Our room was a big hit. The small suite had a nice-sized living area, a large closet and bathroom with a sunken tub and a very comfy bed. But the kicker was the terrace with a view of our favorite free Vegas attraction.What fun it was to have our own private view of the dancing fountain show all day and night.
As I’ve gotten older my Vegas experience has changed quite a bit. I can’t stay up all night anymore, nor do I want to. These days Vegas is more about eating good (and over-priced) food, relaxing at an over-the-top (and over-priced) luxurious spa and enjoying the wide array of non-gambling entertainment opportunities it offers. The Cosmopolitan delivered on all accounts. We tried out a few of their numerous dining options to good success, I enjoyed a lovely therapeutic massage and to top it all off, we rocked out at an incredible Big Boi-Black Keys concert in one of the hotel’s intimate concert halls.

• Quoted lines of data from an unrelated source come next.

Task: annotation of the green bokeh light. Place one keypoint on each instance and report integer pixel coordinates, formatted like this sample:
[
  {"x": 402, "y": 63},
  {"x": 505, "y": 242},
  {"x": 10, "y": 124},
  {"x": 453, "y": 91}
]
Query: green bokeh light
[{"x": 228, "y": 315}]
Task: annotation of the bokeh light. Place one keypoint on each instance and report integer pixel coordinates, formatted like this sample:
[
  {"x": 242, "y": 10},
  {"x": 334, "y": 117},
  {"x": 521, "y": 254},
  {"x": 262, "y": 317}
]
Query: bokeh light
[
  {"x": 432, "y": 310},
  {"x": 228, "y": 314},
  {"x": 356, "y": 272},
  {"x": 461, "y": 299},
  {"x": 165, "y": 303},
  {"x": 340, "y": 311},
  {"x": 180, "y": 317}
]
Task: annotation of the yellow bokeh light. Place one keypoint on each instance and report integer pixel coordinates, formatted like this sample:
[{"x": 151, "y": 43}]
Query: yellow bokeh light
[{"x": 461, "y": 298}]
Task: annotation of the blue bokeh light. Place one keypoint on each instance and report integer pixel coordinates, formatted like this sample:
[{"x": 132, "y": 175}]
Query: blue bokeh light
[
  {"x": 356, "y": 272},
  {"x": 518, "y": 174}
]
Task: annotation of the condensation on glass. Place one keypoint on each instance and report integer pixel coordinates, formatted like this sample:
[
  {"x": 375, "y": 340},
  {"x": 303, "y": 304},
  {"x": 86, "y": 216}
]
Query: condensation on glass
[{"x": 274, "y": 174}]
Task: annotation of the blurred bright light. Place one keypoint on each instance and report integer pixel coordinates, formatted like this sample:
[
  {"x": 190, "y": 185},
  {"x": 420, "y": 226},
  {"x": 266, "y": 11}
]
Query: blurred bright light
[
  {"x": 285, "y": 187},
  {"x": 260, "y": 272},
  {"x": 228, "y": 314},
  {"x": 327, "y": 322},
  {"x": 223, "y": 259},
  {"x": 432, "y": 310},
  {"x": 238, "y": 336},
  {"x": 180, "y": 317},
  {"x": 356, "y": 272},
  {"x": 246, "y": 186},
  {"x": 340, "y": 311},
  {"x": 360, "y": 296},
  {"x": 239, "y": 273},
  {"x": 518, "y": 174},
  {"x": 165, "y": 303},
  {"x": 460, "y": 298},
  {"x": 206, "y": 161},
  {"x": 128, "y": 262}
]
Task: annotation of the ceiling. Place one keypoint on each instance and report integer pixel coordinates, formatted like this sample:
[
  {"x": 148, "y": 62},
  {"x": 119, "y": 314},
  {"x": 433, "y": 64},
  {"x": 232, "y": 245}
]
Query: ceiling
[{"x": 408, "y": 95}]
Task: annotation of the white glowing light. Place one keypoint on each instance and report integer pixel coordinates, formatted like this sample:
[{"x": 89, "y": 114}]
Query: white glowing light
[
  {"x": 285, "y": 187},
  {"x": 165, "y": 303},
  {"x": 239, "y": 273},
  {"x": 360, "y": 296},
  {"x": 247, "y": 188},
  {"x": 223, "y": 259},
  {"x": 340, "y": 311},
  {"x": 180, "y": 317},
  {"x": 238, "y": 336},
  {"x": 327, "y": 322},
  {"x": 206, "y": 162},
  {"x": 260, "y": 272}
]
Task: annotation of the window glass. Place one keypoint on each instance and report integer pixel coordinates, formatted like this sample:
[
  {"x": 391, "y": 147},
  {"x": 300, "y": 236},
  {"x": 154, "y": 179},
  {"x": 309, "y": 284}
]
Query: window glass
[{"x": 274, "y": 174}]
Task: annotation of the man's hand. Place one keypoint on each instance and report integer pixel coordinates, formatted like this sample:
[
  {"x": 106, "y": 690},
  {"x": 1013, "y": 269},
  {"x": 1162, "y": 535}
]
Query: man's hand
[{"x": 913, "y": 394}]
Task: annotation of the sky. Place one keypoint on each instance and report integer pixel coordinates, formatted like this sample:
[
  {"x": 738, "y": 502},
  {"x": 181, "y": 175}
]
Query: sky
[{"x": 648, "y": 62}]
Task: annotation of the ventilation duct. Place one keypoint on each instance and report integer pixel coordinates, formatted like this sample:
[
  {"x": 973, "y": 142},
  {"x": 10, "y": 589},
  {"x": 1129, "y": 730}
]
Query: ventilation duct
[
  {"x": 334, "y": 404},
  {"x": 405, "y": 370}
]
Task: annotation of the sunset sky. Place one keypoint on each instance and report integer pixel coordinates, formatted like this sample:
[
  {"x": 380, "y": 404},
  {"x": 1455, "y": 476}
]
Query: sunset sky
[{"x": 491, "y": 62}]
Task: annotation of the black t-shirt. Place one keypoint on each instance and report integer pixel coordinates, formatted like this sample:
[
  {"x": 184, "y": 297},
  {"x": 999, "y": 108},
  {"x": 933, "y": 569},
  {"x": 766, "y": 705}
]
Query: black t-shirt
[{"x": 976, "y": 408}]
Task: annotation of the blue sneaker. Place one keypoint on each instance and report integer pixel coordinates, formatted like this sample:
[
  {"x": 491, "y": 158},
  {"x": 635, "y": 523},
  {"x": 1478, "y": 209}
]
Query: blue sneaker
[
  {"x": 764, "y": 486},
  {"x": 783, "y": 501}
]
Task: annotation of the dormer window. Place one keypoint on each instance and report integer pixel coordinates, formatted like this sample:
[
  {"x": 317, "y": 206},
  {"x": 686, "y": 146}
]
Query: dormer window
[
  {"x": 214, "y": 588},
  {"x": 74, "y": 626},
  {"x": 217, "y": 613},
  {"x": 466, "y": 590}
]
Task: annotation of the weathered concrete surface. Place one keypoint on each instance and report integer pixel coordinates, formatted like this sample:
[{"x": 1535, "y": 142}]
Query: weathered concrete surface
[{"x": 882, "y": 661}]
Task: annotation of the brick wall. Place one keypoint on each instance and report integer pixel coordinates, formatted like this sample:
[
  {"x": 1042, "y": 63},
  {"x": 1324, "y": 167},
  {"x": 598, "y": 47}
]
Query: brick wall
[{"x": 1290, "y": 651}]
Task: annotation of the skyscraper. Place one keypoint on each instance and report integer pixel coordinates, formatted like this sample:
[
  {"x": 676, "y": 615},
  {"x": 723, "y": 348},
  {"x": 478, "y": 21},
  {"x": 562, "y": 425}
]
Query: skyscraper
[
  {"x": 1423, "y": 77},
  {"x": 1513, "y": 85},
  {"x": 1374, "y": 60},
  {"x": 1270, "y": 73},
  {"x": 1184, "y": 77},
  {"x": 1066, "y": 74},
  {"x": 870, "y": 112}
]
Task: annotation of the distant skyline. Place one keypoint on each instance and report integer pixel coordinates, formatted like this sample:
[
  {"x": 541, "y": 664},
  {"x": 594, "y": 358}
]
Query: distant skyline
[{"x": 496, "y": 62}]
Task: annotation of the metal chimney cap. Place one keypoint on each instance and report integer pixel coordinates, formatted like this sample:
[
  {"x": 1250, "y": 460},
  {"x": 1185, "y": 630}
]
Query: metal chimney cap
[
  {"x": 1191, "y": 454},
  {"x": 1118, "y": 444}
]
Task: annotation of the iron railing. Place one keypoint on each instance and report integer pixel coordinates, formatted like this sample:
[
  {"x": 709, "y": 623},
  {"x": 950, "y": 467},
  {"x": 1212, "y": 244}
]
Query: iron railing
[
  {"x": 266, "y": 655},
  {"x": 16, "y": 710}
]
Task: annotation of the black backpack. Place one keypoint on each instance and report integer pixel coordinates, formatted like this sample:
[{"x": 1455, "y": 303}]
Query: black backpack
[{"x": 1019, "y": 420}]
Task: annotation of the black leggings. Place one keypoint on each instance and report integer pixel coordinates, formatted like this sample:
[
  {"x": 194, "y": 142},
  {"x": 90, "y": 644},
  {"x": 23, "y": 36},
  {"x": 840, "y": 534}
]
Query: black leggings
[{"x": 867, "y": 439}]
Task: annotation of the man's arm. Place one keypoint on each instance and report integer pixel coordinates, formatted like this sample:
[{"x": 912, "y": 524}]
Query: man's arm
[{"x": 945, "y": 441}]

I’ll definitely go back to the Cosmopolitan as a paying customer. It is stylish and fun, and although the hotel caters to the well-heeled, it also has its fair share of quirks. My favorite (and a bit of a life-saver Monday morning) is the unmarked “secret” pizza parlor that serves up cheap and delicious slices all day and night. And while the price point of the hotel draws an older crowd — like, as old as me and Tim — there were still plenty of young whippersnappers blowing their rent money in a boozy haze at 5 a.m. when we were leaving for the airport Tuesday. Having that kind of energy is but a faint memory for me. But that’s okay, because with places like the Cosmopolitan, there is still room for me to enjoy Sin City at a slightly less sinful pace.